If none of the above work, you can always try to micro-optimize. This involves looking at bits of code and finding cute ways to make them run that tiny bit faster. Doing this often involves knowing things about the underlying architecture.
For example, if I am working in C# and .Net, I may have a program that does a lot of method calls on objects instantiated from some class. If the class is not sealed (final in Java terminology), then a lot of the time the lookup of which method to call will be done using the v-table, since the object could in fact be an instance of a subclass and the method could be overridden. If I mark the class as sealed, the compiler knows at compile time which method will be called, and can emit code that avoids the vtable lookup. The problem is that in doing this optimization you have prevented anyone from extending the class in question, which may have been a bad idea. Additionally, it will give a very small gain.
The side-effects of micro-optimization are often less clear (and sometimes completely impenetrable) code. Unless you are optimizing very tight loops for CPU bound tasks, this kind of approach probably isn't going to be much of a win.

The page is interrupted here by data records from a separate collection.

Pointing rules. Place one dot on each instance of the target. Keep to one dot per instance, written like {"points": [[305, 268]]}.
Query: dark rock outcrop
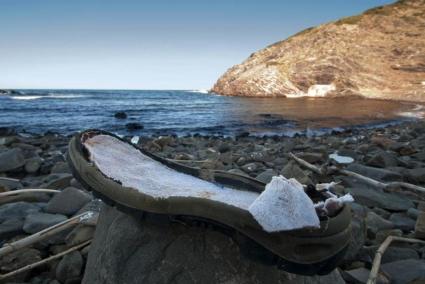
{"points": [[127, 249], [378, 54]]}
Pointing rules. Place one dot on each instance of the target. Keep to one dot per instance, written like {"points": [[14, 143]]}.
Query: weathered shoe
{"points": [[131, 178]]}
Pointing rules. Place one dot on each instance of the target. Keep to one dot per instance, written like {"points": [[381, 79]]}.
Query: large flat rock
{"points": [[128, 249]]}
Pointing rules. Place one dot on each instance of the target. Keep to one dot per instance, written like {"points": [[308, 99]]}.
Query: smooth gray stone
{"points": [[69, 267], [11, 159], [17, 210], [68, 201], [404, 271], [375, 173], [36, 222], [129, 250]]}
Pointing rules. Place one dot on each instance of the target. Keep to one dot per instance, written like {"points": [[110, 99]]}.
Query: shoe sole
{"points": [[321, 249]]}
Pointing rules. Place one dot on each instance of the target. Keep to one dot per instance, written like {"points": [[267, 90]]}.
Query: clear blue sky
{"points": [[136, 44]]}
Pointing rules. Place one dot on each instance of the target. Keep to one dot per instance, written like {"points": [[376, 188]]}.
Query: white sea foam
{"points": [[202, 91], [26, 97], [49, 96]]}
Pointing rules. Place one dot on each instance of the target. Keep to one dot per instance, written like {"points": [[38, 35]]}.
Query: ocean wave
{"points": [[49, 96], [26, 97], [202, 91]]}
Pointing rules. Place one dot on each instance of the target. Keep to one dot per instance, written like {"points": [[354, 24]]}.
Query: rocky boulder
{"points": [[128, 249]]}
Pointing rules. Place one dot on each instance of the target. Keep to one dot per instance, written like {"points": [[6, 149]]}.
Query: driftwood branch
{"points": [[27, 190], [9, 179], [188, 161], [370, 181], [379, 253], [46, 233], [43, 261]]}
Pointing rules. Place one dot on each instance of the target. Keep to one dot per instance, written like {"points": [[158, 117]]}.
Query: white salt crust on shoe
{"points": [[282, 206]]}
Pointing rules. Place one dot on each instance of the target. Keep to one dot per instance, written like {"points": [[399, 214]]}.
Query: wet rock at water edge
{"points": [[11, 160], [134, 126], [120, 115]]}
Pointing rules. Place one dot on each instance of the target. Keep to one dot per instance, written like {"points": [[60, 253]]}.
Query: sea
{"points": [[190, 112]]}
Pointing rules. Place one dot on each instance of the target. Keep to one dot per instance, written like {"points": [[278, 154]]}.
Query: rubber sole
{"points": [[248, 247]]}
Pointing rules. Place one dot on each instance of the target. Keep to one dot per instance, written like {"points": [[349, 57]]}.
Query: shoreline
{"points": [[393, 153]]}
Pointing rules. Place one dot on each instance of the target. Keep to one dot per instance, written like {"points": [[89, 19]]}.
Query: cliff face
{"points": [[378, 54]]}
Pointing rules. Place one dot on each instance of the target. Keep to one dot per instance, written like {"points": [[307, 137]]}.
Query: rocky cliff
{"points": [[378, 54]]}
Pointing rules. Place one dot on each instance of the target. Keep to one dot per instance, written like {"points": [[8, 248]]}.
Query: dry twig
{"points": [[43, 261], [370, 181], [44, 234], [378, 256]]}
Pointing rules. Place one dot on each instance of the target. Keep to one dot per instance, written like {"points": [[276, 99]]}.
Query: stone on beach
{"points": [[17, 210], [375, 197], [69, 268], [405, 271], [11, 159], [9, 184], [11, 228], [36, 222], [68, 201], [375, 173], [267, 175], [143, 244]]}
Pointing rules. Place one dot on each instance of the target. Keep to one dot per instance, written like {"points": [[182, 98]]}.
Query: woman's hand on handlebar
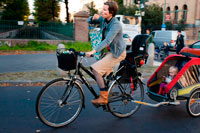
{"points": [[91, 53]]}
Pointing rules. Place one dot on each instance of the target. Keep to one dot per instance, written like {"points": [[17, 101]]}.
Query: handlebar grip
{"points": [[82, 54]]}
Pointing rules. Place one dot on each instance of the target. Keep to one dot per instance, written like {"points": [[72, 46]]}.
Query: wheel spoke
{"points": [[50, 107], [121, 105]]}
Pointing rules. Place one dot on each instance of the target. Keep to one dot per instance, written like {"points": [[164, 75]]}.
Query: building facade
{"points": [[187, 11]]}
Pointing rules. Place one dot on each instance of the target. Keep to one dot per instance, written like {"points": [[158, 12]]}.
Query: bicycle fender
{"points": [[82, 91]]}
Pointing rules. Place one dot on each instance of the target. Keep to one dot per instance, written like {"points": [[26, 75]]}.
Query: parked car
{"points": [[169, 36], [127, 39], [192, 50]]}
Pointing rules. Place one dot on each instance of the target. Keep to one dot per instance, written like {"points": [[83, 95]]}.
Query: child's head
{"points": [[165, 43], [173, 70]]}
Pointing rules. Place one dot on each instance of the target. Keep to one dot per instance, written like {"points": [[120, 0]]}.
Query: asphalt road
{"points": [[17, 115], [31, 62]]}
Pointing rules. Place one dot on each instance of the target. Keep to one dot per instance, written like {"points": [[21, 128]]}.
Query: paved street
{"points": [[30, 62], [17, 113]]}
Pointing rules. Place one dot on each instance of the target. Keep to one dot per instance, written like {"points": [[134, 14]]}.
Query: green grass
{"points": [[43, 46]]}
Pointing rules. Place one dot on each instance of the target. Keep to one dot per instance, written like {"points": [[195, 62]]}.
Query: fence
{"points": [[36, 30]]}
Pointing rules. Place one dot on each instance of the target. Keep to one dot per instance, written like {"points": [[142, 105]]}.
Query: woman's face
{"points": [[105, 12], [172, 72]]}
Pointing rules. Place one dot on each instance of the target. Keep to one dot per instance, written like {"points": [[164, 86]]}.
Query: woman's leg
{"points": [[104, 67]]}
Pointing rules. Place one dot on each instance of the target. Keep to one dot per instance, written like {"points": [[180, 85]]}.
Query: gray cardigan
{"points": [[113, 35]]}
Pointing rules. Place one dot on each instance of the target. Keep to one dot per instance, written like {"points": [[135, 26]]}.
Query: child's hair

Trying to optimize programs without first trying to understand why they are performing badly is commonly done, but also likely to waste your time. You are far better for getting a profiler to get some hard numerical data on the problem, so you can target your efforts. The biggest wins come from algorithmic improvements, caching and sometimes parallelization. Improving perceived speed can save you having to do any of them, though.
This article is far form the definitive guide to performance programming, and there are plenty of things I have not even touched on. I have instead tried to present some general techniques that I know from personal experience have actually delivered improvements, sometimes significant ones. I hope it has offered some guidance to anyone looking to speed up their sluggish programs.